Transcribed from The Portsmouth Times, Portsmouth, OH, June 19, 1971, p. 7:
Military Craft Due to Fly by Civilian Rules
WASHINGTON (AP) — Military pilots, involved in one of every four near-misses with other planes, will fly under civilian direction more often in the wake of a 50-death crash of a Marine jet and an airliner.
The Federal Aviation Administration said Friday the armed forces agreed to its request to cut down on the number of fixed-wing military aircraft operating under the rule of “see and be seen.”

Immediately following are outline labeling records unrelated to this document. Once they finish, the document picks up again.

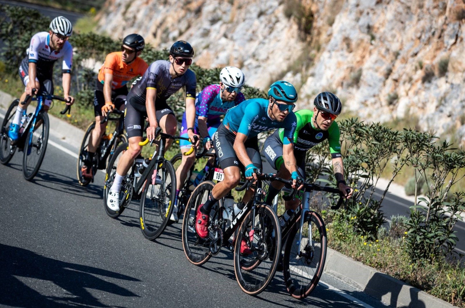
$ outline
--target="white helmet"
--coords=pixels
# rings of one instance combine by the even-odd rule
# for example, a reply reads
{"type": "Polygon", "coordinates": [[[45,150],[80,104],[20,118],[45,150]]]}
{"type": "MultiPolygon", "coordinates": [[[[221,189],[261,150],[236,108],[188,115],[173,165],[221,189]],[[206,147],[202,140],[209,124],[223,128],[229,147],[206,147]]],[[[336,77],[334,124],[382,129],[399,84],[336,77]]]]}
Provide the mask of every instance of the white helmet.
{"type": "Polygon", "coordinates": [[[245,78],[242,71],[235,66],[226,66],[219,73],[220,81],[229,87],[242,88],[245,78]]]}
{"type": "Polygon", "coordinates": [[[73,33],[73,26],[67,19],[63,16],[55,17],[50,23],[50,30],[65,36],[71,36],[73,33]]]}

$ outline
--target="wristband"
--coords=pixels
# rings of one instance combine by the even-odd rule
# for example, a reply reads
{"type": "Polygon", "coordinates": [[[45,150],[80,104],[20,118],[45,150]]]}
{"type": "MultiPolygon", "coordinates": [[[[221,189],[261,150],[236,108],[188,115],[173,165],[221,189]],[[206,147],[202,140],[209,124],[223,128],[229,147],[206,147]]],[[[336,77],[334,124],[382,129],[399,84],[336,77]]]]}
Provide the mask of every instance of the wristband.
{"type": "Polygon", "coordinates": [[[292,180],[297,180],[298,176],[299,173],[297,171],[292,171],[292,173],[291,173],[291,177],[292,178],[292,180]]]}

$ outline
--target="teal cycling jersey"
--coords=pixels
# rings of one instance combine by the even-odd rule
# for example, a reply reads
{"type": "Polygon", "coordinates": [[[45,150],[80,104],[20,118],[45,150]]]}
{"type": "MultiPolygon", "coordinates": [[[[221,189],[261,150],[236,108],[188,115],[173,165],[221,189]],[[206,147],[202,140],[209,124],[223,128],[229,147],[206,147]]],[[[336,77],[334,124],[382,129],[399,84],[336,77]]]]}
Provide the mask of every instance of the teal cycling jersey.
{"type": "MultiPolygon", "coordinates": [[[[339,126],[336,121],[333,121],[327,130],[321,130],[316,128],[313,125],[313,110],[299,110],[296,112],[295,115],[297,118],[297,127],[294,134],[295,149],[306,151],[327,139],[331,156],[333,158],[341,157],[339,126]]],[[[279,138],[283,142],[285,135],[284,130],[280,128],[279,134],[279,138]]]]}
{"type": "Polygon", "coordinates": [[[283,129],[283,143],[292,142],[292,136],[297,126],[294,112],[289,112],[282,122],[272,120],[268,114],[269,101],[264,98],[252,98],[244,101],[228,110],[223,125],[235,135],[240,133],[247,139],[256,136],[259,133],[273,128],[283,129]]]}

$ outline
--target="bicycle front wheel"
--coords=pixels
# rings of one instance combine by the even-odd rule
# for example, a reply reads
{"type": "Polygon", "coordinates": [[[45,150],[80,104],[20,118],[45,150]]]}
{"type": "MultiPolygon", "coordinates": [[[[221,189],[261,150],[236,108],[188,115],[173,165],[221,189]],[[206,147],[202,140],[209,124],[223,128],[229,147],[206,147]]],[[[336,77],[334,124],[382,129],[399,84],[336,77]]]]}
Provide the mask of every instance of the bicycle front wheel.
{"type": "Polygon", "coordinates": [[[7,111],[2,123],[1,131],[0,132],[0,163],[2,165],[6,165],[8,163],[16,150],[16,146],[11,145],[11,141],[8,137],[8,132],[19,103],[20,100],[15,99],[13,101],[7,111]]]}
{"type": "Polygon", "coordinates": [[[47,149],[49,128],[48,115],[40,112],[37,116],[34,132],[27,132],[23,155],[23,175],[28,181],[35,176],[42,165],[47,149]]]}
{"type": "Polygon", "coordinates": [[[283,259],[286,288],[296,298],[306,297],[315,289],[326,260],[327,240],[323,219],[314,212],[307,212],[306,217],[301,241],[298,222],[289,231],[283,259]]]}
{"type": "MultiPolygon", "coordinates": [[[[82,139],[82,142],[81,143],[80,149],[79,151],[79,157],[78,157],[78,166],[77,172],[78,180],[79,181],[79,184],[80,184],[81,186],[86,186],[90,183],[91,180],[90,179],[85,178],[82,176],[82,172],[81,171],[81,169],[82,168],[82,166],[84,166],[84,160],[86,159],[87,156],[87,146],[89,145],[89,141],[90,139],[90,136],[92,134],[93,130],[93,128],[95,127],[95,122],[89,124],[89,126],[87,127],[87,129],[86,130],[86,134],[84,135],[84,137],[82,139]]],[[[96,164],[93,163],[93,162],[92,172],[93,173],[94,175],[95,175],[96,173],[95,172],[96,170],[95,169],[96,167],[96,164]]]]}
{"type": "Polygon", "coordinates": [[[234,250],[236,279],[242,291],[256,295],[271,282],[281,252],[281,227],[278,216],[269,205],[257,205],[241,223],[234,250]],[[250,253],[241,253],[243,239],[250,253]]]}
{"type": "Polygon", "coordinates": [[[142,234],[146,238],[153,240],[166,228],[173,213],[176,173],[169,160],[165,160],[155,165],[148,174],[140,198],[139,214],[142,234]]]}

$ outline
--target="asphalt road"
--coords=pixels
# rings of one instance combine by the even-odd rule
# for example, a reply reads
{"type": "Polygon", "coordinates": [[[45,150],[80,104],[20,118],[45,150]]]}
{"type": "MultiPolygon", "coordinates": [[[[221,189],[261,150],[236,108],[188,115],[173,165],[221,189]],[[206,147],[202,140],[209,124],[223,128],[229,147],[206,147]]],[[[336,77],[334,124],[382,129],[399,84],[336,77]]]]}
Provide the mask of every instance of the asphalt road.
{"type": "Polygon", "coordinates": [[[119,218],[108,217],[101,197],[104,174],[80,186],[77,152],[51,135],[31,182],[23,178],[22,152],[0,165],[0,305],[384,307],[326,275],[303,301],[287,294],[281,273],[259,296],[246,295],[226,249],[197,267],[184,255],[180,224],[152,242],[141,234],[137,203],[119,218]]]}

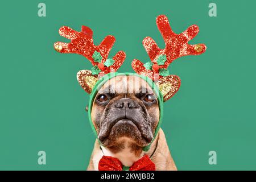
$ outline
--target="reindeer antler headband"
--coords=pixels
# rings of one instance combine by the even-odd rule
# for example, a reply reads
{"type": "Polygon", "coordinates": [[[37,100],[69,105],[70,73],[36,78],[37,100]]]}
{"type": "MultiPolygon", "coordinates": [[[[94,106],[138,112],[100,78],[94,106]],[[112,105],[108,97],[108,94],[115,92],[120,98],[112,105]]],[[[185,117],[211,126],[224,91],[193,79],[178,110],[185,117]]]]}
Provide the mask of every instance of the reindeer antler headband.
{"type": "MultiPolygon", "coordinates": [[[[169,75],[167,69],[169,65],[175,59],[186,55],[197,55],[206,50],[204,44],[188,44],[188,41],[195,38],[199,31],[196,25],[192,25],[180,34],[174,33],[169,24],[167,17],[159,15],[156,18],[156,24],[164,43],[164,49],[159,48],[150,37],[146,37],[142,43],[151,61],[145,64],[135,59],[131,63],[133,69],[139,75],[144,75],[155,81],[167,101],[179,90],[180,79],[176,75],[169,75]]],[[[125,53],[119,51],[112,59],[108,55],[114,42],[112,35],[105,37],[99,46],[93,43],[93,31],[85,26],[82,26],[81,32],[77,32],[69,27],[60,28],[60,35],[71,40],[69,43],[56,42],[55,49],[61,53],[75,53],[82,55],[92,64],[90,71],[82,70],[77,73],[77,80],[82,88],[90,93],[99,77],[110,72],[115,72],[125,59],[125,53]]]]}
{"type": "MultiPolygon", "coordinates": [[[[180,78],[176,75],[169,75],[168,67],[174,60],[180,57],[200,55],[205,51],[206,46],[204,44],[188,44],[188,41],[195,37],[199,31],[196,25],[190,26],[181,34],[176,34],[172,31],[166,16],[159,16],[156,18],[156,24],[164,39],[166,48],[161,49],[152,38],[150,37],[144,38],[142,43],[151,61],[143,64],[138,60],[134,60],[131,65],[138,74],[115,73],[123,63],[126,55],[124,52],[119,51],[112,59],[108,58],[109,53],[115,42],[114,36],[107,36],[99,46],[95,46],[92,38],[93,32],[89,27],[82,26],[81,32],[77,32],[68,27],[60,28],[60,35],[71,40],[71,42],[69,43],[56,42],[54,44],[55,49],[61,53],[76,53],[82,55],[93,65],[90,71],[79,71],[77,73],[77,80],[82,88],[90,94],[88,117],[92,128],[96,136],[97,136],[97,131],[92,122],[91,109],[97,89],[99,86],[100,88],[100,86],[103,85],[104,81],[113,77],[120,75],[132,74],[136,75],[146,80],[154,90],[155,90],[157,88],[158,90],[160,90],[162,93],[162,94],[156,93],[160,96],[158,97],[160,117],[152,143],[158,133],[162,122],[163,102],[172,97],[180,86],[180,78]],[[114,73],[108,74],[112,72],[114,73]],[[106,74],[106,75],[105,75],[106,74]],[[99,85],[100,84],[101,85],[99,85]]],[[[98,142],[102,144],[100,140],[98,142]]],[[[143,150],[147,151],[150,144],[144,147],[143,150]]]]}

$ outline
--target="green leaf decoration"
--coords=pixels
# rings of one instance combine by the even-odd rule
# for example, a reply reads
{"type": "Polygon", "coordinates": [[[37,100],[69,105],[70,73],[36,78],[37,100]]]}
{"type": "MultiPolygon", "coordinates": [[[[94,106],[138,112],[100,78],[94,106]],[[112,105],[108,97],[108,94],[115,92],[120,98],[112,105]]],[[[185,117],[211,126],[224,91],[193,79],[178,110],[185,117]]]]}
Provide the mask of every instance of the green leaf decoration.
{"type": "Polygon", "coordinates": [[[101,71],[98,68],[98,66],[94,66],[92,68],[92,75],[98,75],[101,71]]]}
{"type": "Polygon", "coordinates": [[[115,60],[113,59],[108,59],[106,61],[105,61],[104,65],[107,67],[109,67],[110,66],[113,65],[114,63],[115,63],[115,60]]]}
{"type": "Polygon", "coordinates": [[[166,55],[160,55],[158,60],[156,60],[158,65],[164,65],[164,63],[166,61],[166,55]]]}
{"type": "Polygon", "coordinates": [[[92,56],[93,60],[95,62],[101,63],[102,60],[102,56],[101,56],[101,53],[96,51],[94,51],[92,56]]]}
{"type": "Polygon", "coordinates": [[[159,69],[159,75],[162,76],[167,76],[169,75],[169,71],[165,68],[159,69]]]}
{"type": "Polygon", "coordinates": [[[145,64],[144,64],[143,66],[145,67],[146,69],[152,70],[152,66],[153,65],[153,63],[151,62],[147,62],[145,64]]]}

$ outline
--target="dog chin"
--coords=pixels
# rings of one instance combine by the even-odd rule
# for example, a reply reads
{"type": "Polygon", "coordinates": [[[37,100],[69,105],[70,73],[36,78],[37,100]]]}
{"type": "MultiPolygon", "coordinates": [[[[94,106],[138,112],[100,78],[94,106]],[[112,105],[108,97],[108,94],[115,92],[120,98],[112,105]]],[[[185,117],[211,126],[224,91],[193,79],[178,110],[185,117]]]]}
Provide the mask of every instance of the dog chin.
{"type": "Polygon", "coordinates": [[[106,147],[111,147],[120,144],[120,141],[126,138],[138,146],[144,147],[152,140],[147,136],[142,134],[138,126],[133,121],[122,119],[113,126],[109,135],[101,140],[101,142],[106,147]]]}

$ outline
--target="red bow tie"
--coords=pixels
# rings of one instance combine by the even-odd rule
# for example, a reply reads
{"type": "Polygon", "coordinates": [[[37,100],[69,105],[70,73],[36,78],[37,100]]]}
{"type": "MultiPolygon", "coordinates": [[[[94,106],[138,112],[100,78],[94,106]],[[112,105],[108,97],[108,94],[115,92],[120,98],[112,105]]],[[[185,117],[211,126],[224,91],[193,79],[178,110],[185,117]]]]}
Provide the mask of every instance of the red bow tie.
{"type": "MultiPolygon", "coordinates": [[[[98,163],[99,171],[123,171],[123,167],[118,159],[104,155],[98,163]]],[[[129,168],[129,171],[155,171],[155,164],[147,155],[135,162],[129,168]]]]}

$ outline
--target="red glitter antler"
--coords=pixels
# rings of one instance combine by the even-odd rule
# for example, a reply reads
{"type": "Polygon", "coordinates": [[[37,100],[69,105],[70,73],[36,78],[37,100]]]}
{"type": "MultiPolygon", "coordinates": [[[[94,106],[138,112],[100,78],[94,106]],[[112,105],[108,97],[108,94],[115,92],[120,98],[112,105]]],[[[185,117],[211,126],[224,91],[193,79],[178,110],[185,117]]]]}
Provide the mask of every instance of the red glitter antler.
{"type": "Polygon", "coordinates": [[[150,37],[143,40],[143,44],[151,62],[143,64],[138,60],[132,63],[133,69],[138,73],[148,76],[153,80],[169,75],[167,69],[174,60],[187,55],[197,55],[206,50],[204,44],[189,45],[188,42],[196,36],[199,31],[196,25],[192,25],[180,34],[174,33],[169,24],[167,17],[159,15],[156,24],[164,40],[166,48],[161,49],[150,37]]]}
{"type": "Polygon", "coordinates": [[[61,36],[70,39],[71,42],[56,42],[54,44],[55,50],[61,53],[78,53],[87,58],[93,65],[92,75],[115,72],[125,59],[125,53],[122,51],[119,51],[113,59],[108,59],[115,41],[113,36],[106,36],[99,46],[95,46],[93,31],[88,27],[82,26],[81,31],[77,32],[64,26],[60,28],[59,33],[61,36]]]}

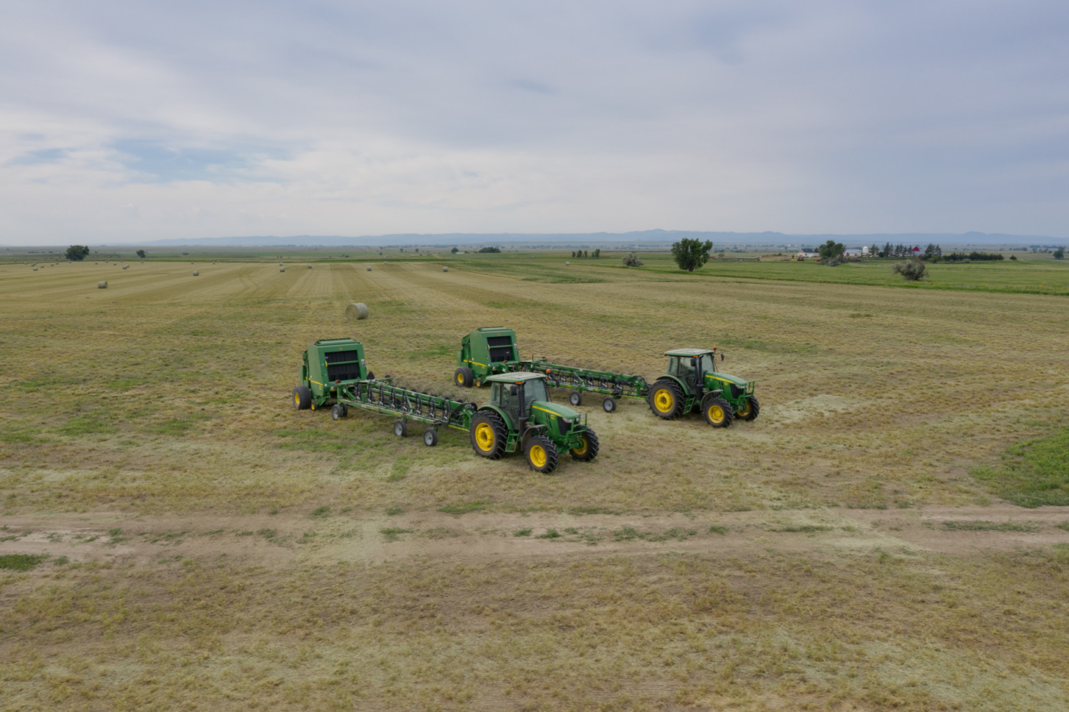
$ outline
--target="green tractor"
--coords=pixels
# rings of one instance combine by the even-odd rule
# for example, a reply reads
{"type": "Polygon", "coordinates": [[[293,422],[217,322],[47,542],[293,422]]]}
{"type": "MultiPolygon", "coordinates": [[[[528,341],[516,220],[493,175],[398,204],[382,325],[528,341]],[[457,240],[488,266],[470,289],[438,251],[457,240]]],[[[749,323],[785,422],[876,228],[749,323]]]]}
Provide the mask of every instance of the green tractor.
{"type": "Polygon", "coordinates": [[[497,460],[521,450],[538,473],[552,473],[562,450],[580,462],[598,456],[598,435],[583,413],[555,404],[542,373],[500,373],[485,378],[490,401],[471,418],[471,447],[497,460]]]}
{"type": "Polygon", "coordinates": [[[668,370],[650,386],[648,397],[659,418],[700,411],[713,428],[727,428],[737,418],[753,420],[760,413],[754,382],[718,372],[715,349],[676,349],[665,356],[668,370]]]}

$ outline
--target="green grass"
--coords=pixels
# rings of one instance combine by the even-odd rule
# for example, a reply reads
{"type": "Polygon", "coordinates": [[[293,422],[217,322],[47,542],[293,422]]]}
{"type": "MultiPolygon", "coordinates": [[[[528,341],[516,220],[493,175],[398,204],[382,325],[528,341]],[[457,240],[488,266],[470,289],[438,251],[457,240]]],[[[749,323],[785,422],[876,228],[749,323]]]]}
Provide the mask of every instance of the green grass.
{"type": "Polygon", "coordinates": [[[0,569],[30,571],[47,558],[38,554],[3,554],[0,555],[0,569]]]}
{"type": "Polygon", "coordinates": [[[1069,428],[1011,445],[1000,466],[978,467],[973,475],[1022,507],[1069,505],[1069,428]]]}
{"type": "Polygon", "coordinates": [[[1028,522],[985,522],[972,520],[969,522],[944,522],[943,528],[948,531],[1039,531],[1039,525],[1028,522]]]}

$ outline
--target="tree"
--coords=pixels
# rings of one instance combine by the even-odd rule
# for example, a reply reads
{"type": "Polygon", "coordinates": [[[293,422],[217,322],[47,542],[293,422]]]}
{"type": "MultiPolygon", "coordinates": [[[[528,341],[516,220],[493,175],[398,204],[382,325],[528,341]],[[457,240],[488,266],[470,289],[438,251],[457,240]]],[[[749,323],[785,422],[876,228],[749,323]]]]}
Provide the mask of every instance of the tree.
{"type": "Polygon", "coordinates": [[[842,257],[842,253],[846,251],[846,249],[847,248],[842,246],[842,243],[837,243],[834,239],[830,239],[820,247],[818,247],[817,252],[820,254],[821,260],[824,260],[825,262],[831,262],[832,260],[842,257]]]}
{"type": "Polygon", "coordinates": [[[901,275],[902,279],[908,282],[915,282],[923,277],[928,276],[928,267],[920,260],[907,260],[905,262],[899,262],[894,267],[892,272],[896,275],[901,275]]]}
{"type": "Polygon", "coordinates": [[[695,267],[709,262],[709,250],[713,249],[713,242],[684,237],[678,243],[672,243],[671,259],[676,261],[680,269],[694,272],[695,267]]]}
{"type": "Polygon", "coordinates": [[[89,248],[84,245],[72,245],[67,248],[67,259],[72,262],[81,262],[89,254],[89,248]]]}

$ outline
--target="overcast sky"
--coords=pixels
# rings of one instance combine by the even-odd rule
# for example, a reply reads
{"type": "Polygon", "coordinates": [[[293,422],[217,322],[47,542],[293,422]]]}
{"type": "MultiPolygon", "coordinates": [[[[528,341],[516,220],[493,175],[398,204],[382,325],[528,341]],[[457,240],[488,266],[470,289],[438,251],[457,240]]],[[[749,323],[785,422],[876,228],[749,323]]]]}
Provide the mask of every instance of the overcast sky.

In the future, the FAA said, all military administrative and cross-country flights and some flights to and from military bases will be operated under instrument flight rules whenever possible.
That would put them under direction of FAA air-traffic controllers based at civilian airport towers, and require military pilots to file flight plans.
A Marine F4 Phantom jet was flying by visual rules when it collided June 6 with an Air West DC9 over the San Gabriel Mountains near Los Angeles. Killed were 44 passengers and five crew members aboard the DC9 and the F4 pilot.
The only survivor of that crash, a radar officer aboard the military plane, said he saw the approaching jetliner and shouted a warning to his pilot just seconds before the crash. The radar officer parachuted to safety.
The FAA said its radar watchers had been tracking the DC9 after takeoff from Los Angels [sic] for Salt Lake City but did not see on their screens the military jet en route from Nevada to Santa Ana, Calif., on a low-level navigational training flight.
While most commercial airliners operate on instruments at all times, current federal regulations allow other pilots the option of following visual flight rules when the sky is clear.
All planes must follow instrument flight rules, however, when flying between 24,000- and 60,000-feet altitude over most of the United States and when flying above 18,000 feet in the crowded skyways of the Northeast and a strip along the U.S.-Canadian border.
The FAA, in a 1968 study, found that military pilots reported one-fourth of the 2,230 near-miss aircraft encounters that year. It said aircraft involved in the near-miss reports carried more than 100,000 persons, and concluded there were probably four such instances for each one reported voluntarily.